まず、グロスカバースリップ上のHEK293A細胞を、高グルコースDMEMを含む24ウェルプレートに入れ、80%コンフルエントになるまで播種します。翌日、アールの平衡塩溶液で2時間細胞を飢餓状態にした。処理後、培地を吸引し、PBSに500マイクロリットルまたは4%ホルムアルデヒド溶液を加え、室温で20分間インキュベートして細胞を固定します。
固定後、ホルムアルデヒド溶液を500マイクロリットルのPBSと交換します。次に、PBSに500マイクロリットルの50ミリモル塩化アンモニウム溶液を加えて、室温で10分間、遊離アルデヒド基をクエンチします。塩化アンモニウム溶液を500マイクロリットルの50マイクログラム/ミリリットルのジギトニン溶液とPBS溶液で5分間交換し、細胞を透過させます。
透過処理後、ジギトニン溶液を500マイクロリットルのPBSと交換し、PBS洗浄を3回繰り返します。最後の洗浄後、細胞を500マイクロリットルのブロッキング溶液中で室温で30分間インキュベートします。インキュベーション後、ブロッキング溶液を500マイクロリットルのPBSと交換します。
次に、ピンセットを使用して、ウェルからカバースリップを収集し、薄いティッシュワイプを使用して余分なPBSを取り除きます。加湿チャンバー内で、細胞側を下にしてカバースリップを50マイクロリットルの一次抗体溶液に静かに置きます。加湿チャンバー内で細胞を室温で1時間インキュベートします。
インキュベーション後、カバースリップを回収し、余分な一次抗体溶液を排出します。カバースリップをセル側を上にして24ウェルプレートに戻し、PBSで3回洗浄します。最後の洗浄後、カバースリップを回収し、余分なPBSを排出してから、各カバースリップを細胞側を下にして、50マイクロリットルの二次抗体溶液に滴下します。
加湿チャンバー内で1時間インキュベートします。インキュベーション後、余分な二次抗体溶液を排出し、24ウェルプレートで500マイクロリットルのPBSでカバースリップを3回洗浄します。余分なPBSを排出した後、加湿チャンバー内でPBSで1〜4, 000に希釈した50マイクロリットルのフック溶液に、セル側を下にして各カバースリップを置きます。

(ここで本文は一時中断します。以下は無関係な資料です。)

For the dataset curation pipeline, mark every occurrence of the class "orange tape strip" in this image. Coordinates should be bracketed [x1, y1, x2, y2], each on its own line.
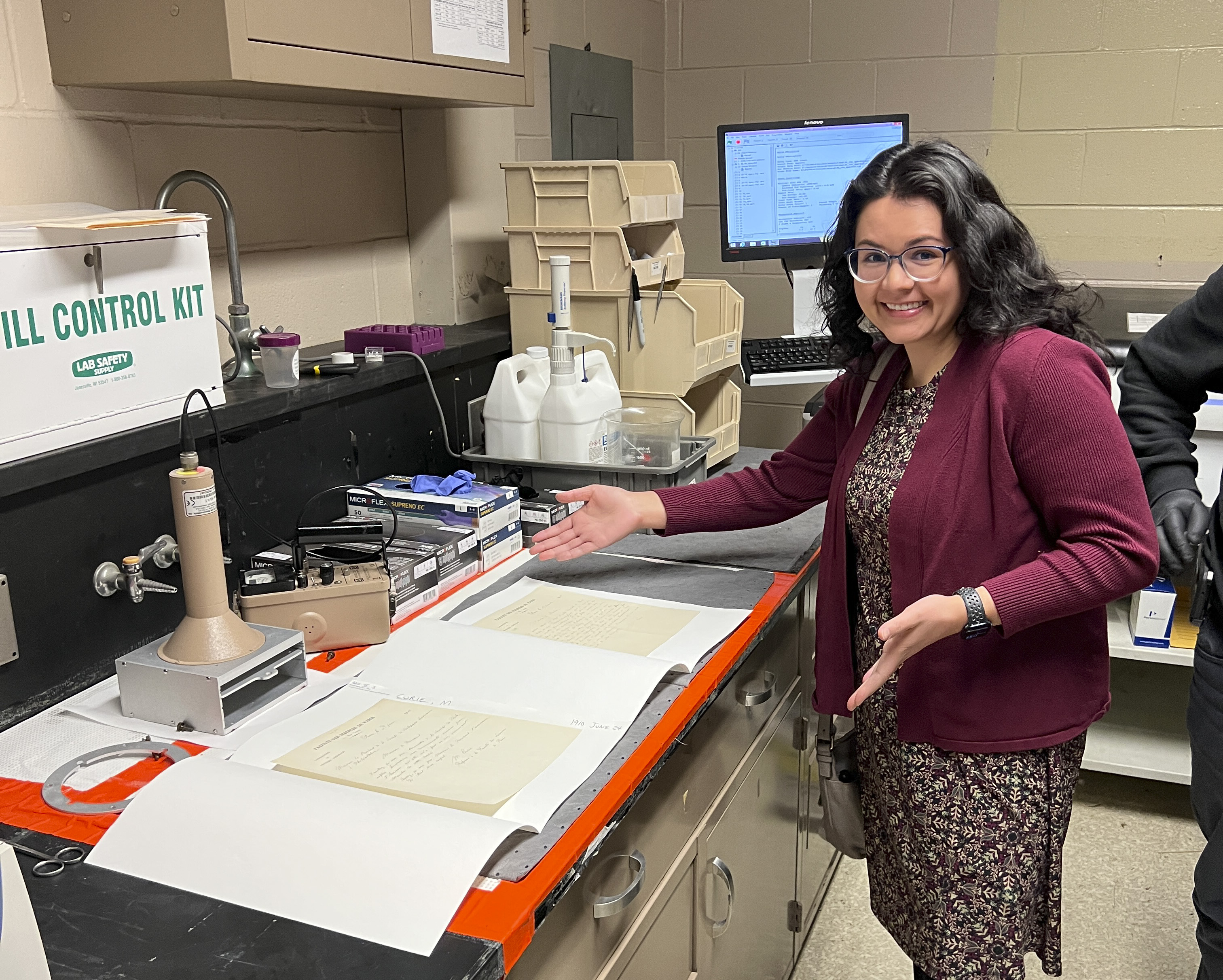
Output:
[449, 573, 799, 973]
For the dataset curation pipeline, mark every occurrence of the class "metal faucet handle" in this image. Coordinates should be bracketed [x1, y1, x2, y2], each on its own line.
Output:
[93, 535, 179, 602]
[136, 579, 179, 596]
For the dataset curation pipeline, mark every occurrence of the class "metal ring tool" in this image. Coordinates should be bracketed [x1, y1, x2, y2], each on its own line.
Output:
[41, 741, 191, 812]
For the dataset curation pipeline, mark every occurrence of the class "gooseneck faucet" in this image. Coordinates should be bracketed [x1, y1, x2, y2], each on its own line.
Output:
[153, 170, 259, 381]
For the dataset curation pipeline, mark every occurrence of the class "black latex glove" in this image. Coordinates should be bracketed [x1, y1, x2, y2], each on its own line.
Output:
[1151, 489, 1211, 576]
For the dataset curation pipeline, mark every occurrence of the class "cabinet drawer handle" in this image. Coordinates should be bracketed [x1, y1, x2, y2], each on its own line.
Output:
[709, 858, 735, 938]
[586, 850, 646, 919]
[735, 671, 777, 707]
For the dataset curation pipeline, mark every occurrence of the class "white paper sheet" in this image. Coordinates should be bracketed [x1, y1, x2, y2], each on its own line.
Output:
[234, 619, 675, 831]
[450, 578, 751, 672]
[790, 269, 828, 337]
[87, 756, 517, 957]
[429, 0, 510, 65]
[63, 668, 351, 765]
[0, 844, 51, 980]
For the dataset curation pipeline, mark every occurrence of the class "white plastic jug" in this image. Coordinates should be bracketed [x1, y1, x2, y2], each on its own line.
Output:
[485, 347, 549, 459]
[540, 350, 622, 462]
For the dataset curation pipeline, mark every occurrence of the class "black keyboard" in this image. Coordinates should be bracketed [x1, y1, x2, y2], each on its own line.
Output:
[741, 337, 840, 384]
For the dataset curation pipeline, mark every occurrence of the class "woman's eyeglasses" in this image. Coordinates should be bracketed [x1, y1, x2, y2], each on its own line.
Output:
[845, 245, 955, 283]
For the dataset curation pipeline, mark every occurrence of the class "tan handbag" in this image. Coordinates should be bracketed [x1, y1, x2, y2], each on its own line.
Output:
[815, 344, 897, 858]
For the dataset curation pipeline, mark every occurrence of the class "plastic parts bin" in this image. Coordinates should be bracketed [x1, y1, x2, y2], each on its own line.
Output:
[501, 160, 683, 228]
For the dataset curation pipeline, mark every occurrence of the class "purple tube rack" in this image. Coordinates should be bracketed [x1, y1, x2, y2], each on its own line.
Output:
[344, 323, 446, 353]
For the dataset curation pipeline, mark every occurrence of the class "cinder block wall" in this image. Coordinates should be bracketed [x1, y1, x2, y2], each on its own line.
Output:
[514, 0, 667, 160]
[665, 0, 1223, 448]
[0, 0, 413, 357]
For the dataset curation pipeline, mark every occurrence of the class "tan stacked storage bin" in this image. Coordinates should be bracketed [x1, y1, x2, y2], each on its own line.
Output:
[505, 222, 683, 292]
[505, 279, 744, 394]
[501, 160, 683, 228]
[501, 160, 744, 465]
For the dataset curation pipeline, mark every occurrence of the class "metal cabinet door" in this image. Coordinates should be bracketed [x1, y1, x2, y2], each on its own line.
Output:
[796, 579, 838, 944]
[597, 842, 696, 980]
[696, 680, 801, 980]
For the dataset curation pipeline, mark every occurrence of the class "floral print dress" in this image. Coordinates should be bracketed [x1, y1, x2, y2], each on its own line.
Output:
[845, 377, 1086, 980]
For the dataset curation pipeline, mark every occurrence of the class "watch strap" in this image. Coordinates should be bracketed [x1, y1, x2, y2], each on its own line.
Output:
[955, 587, 993, 640]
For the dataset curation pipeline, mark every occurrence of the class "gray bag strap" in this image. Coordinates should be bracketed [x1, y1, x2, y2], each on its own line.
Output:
[854, 344, 899, 426]
[816, 715, 833, 779]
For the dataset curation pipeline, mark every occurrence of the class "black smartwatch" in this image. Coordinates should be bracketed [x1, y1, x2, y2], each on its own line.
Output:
[955, 587, 993, 640]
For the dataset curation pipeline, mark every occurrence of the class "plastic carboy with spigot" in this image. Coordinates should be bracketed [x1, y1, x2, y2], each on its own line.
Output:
[540, 256, 622, 462]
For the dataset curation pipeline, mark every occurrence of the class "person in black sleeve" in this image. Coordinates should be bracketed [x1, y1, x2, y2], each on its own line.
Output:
[1120, 269, 1223, 980]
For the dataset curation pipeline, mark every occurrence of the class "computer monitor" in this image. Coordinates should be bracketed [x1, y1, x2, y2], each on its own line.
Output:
[718, 114, 909, 262]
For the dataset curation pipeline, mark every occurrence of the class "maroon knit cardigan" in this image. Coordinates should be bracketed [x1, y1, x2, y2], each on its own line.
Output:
[658, 328, 1160, 752]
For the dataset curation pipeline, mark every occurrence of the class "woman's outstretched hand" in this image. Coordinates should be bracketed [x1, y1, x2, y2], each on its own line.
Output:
[849, 588, 1002, 711]
[531, 485, 667, 561]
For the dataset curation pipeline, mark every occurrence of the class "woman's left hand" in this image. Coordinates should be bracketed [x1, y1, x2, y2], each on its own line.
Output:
[849, 596, 969, 711]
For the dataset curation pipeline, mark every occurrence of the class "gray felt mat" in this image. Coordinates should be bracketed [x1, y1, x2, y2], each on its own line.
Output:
[460, 552, 773, 881]
[605, 447, 827, 574]
[443, 546, 773, 619]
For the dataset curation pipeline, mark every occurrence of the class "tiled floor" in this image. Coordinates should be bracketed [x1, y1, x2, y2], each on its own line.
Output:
[794, 772, 1204, 980]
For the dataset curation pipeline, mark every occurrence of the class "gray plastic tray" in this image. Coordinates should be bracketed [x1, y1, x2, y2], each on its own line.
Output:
[462, 436, 717, 491]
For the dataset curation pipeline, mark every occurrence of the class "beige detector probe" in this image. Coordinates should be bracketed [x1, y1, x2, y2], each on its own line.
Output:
[158, 453, 264, 665]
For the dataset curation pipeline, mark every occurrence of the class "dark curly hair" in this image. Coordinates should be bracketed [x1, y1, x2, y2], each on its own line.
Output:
[817, 140, 1108, 364]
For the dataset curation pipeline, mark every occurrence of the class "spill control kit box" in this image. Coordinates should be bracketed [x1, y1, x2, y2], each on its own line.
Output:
[1130, 579, 1176, 650]
[0, 204, 225, 462]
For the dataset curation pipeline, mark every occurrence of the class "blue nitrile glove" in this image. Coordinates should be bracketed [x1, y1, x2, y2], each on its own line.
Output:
[412, 470, 476, 497]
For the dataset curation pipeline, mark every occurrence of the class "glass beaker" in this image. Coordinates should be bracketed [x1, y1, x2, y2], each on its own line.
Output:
[259, 333, 302, 388]
[603, 409, 683, 468]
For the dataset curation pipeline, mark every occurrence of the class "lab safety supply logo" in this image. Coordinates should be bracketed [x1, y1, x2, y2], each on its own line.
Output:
[72, 350, 136, 378]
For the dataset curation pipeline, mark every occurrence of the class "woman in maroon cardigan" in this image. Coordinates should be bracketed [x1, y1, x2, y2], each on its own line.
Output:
[532, 142, 1158, 980]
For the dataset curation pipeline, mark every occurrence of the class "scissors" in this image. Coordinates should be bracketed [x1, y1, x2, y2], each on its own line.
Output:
[0, 838, 85, 878]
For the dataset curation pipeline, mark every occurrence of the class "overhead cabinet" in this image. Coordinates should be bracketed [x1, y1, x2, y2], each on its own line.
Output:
[43, 0, 534, 106]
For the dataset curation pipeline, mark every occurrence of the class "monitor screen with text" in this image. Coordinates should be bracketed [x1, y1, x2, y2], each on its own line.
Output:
[718, 116, 909, 262]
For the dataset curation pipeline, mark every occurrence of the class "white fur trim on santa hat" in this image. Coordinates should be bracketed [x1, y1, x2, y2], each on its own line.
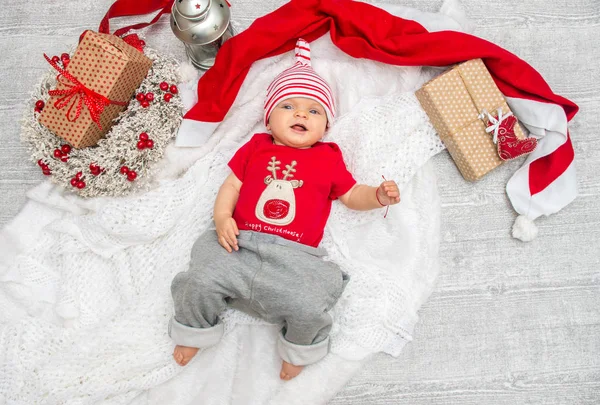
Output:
[513, 215, 538, 242]
[175, 119, 220, 148]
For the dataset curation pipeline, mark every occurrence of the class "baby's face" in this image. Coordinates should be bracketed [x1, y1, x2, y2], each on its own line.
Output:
[267, 97, 327, 149]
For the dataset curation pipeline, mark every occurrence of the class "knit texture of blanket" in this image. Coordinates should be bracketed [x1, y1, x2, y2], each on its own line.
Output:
[0, 3, 468, 405]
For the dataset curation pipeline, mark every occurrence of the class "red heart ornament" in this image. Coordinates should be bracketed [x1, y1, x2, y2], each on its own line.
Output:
[488, 115, 537, 160]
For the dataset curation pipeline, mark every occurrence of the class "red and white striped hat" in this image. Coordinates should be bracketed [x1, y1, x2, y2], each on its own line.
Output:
[264, 38, 335, 127]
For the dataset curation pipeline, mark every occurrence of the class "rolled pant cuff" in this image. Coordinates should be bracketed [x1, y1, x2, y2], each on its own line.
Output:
[277, 334, 329, 366]
[169, 317, 225, 348]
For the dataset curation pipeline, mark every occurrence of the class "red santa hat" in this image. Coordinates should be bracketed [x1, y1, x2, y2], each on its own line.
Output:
[264, 38, 335, 127]
[170, 0, 578, 240]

加湿チャンバー内で5分間インキュベートします。次に、余分なフック溶液を取り除き、カバースリップをPBSで3回、脱イオン水で1回、24ウェルプレートで洗浄します。余分な脱イオン水を排出した後、気泡の形成を避けて、顕微鏡スライドにスポットされた10〜20マイクロリットルの取り付け液滴に各カバースリップを置きます。